People are more variable and less controllable than laboratory rats, but Dr. Mayer found a way to duplicate part of his curves with people. He found an Indian railway construction site which employed a variety of workers whose work required the expenditure of different amounts of calories, and who brought their food with them to the work site, so that he could estimate their caloric intake.

He was able to duplicate the beginning of the rat curve, but none of the Indian workers worked so hard that he failed to eat enough to maintain his body weight. Sedentary workers and workers in the groups performing light work ate amounts inversely related to their dietary needs, and like rats exercising less than an hour a day had body weights which were inversely related to the amount of work they did and directly proportional to their caloric intake. However, for all workers in six groups which expended larger amounts of energy, caloric intake was proportional to caloric needs and body weight was a constant value independent of caloric intake (This study was made before BMI was used for such studies. However, the groups seem to have been large enough to minimize errors owing to height differences.) Note that these workers, like the experimental rats, ate as much as they wanted to eat.

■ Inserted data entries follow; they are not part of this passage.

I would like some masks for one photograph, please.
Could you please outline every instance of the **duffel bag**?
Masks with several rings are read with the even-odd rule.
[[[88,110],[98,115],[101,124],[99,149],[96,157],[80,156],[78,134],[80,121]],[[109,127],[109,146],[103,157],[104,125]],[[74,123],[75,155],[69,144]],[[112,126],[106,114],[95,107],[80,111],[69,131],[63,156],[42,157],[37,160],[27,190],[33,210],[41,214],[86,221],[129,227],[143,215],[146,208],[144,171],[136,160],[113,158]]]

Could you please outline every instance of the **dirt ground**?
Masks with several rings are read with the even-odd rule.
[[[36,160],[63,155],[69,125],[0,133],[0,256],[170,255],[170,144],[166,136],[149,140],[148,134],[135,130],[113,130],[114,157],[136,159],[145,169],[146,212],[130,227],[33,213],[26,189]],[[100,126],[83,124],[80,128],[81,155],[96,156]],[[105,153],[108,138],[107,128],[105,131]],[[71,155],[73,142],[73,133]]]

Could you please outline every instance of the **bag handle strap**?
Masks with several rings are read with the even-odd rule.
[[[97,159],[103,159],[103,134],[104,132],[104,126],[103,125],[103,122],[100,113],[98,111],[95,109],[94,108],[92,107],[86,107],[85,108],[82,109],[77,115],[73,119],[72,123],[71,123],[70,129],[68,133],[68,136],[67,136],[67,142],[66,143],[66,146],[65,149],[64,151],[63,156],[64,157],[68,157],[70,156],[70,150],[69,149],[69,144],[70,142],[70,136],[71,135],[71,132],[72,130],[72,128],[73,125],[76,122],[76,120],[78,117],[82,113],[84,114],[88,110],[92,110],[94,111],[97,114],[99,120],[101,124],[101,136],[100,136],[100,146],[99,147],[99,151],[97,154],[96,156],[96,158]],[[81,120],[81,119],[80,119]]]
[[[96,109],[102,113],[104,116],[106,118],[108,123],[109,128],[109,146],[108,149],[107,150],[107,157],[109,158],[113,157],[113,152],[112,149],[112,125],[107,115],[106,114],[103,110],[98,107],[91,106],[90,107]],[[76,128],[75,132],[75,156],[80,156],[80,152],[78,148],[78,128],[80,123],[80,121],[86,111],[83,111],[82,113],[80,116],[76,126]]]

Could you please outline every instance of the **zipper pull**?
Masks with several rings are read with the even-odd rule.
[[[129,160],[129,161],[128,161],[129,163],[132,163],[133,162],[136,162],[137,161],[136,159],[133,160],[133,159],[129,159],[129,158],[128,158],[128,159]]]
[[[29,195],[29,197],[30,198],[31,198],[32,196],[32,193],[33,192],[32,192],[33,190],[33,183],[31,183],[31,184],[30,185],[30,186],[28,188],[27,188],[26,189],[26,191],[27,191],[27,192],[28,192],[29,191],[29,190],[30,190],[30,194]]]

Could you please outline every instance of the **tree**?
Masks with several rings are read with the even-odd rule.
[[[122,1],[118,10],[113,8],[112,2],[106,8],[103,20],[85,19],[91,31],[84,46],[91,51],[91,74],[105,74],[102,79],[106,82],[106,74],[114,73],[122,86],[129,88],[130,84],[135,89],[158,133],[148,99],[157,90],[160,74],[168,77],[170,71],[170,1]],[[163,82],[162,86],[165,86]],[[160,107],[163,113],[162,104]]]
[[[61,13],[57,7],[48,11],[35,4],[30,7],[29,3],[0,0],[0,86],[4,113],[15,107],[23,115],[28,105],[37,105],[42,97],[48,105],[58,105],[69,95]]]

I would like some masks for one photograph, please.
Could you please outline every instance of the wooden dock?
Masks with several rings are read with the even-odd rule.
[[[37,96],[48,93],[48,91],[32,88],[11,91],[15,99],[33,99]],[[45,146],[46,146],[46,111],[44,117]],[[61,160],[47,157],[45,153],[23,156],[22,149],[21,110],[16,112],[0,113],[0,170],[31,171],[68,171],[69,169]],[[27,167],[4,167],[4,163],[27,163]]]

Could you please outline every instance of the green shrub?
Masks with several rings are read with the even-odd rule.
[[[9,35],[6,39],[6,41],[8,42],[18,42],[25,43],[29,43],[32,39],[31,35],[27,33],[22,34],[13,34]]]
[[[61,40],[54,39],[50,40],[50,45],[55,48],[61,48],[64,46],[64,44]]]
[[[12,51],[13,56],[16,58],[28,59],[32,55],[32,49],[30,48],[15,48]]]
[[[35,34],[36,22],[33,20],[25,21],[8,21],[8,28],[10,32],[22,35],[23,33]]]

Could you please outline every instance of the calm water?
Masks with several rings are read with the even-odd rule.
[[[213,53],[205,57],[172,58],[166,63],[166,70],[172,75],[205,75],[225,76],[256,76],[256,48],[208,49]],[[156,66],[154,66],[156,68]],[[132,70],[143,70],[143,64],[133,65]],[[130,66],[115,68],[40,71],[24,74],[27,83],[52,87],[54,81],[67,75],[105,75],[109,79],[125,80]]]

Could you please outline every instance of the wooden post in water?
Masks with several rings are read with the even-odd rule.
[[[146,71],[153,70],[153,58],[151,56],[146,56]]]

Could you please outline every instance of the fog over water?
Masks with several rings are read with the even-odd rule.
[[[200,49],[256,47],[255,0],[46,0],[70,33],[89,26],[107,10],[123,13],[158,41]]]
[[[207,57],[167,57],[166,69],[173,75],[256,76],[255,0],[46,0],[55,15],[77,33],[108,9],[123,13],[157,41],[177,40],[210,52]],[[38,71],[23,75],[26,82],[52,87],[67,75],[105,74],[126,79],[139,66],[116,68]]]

So there's your answer. Expend as much energy as an Indian railway mechanic and eat as much as you want to eat and you will maintain the body weight which evolution has found to be optimum – the body weight associated with maximum longevity. The only caveat is to avoid foods which have been artificially processed in the sense of nutritive value having been divorced from palatability.

But wait! Suppose you can't get a job on an Indian railway project. There's other evidence which suggests that the minimum exercise amount to get you on the upward curving portion of the curve is twenty minutes of hard-breathing heart-thumping exercise at least three times a week. This is called aerobic exercise to distinguish it from anaerobic exercise, which is so intense that it can't be carried out for more than minutes at a time. Longer periods of exercise are better, but their effect on appetite will simply be to make you want to consume more calories to replace the ones you worked off. I don't think that I have to warn you not to exercise so much that you're too tired to eat. And the right question is, of course, "How much should I exercise to maintain an optimal body weight?"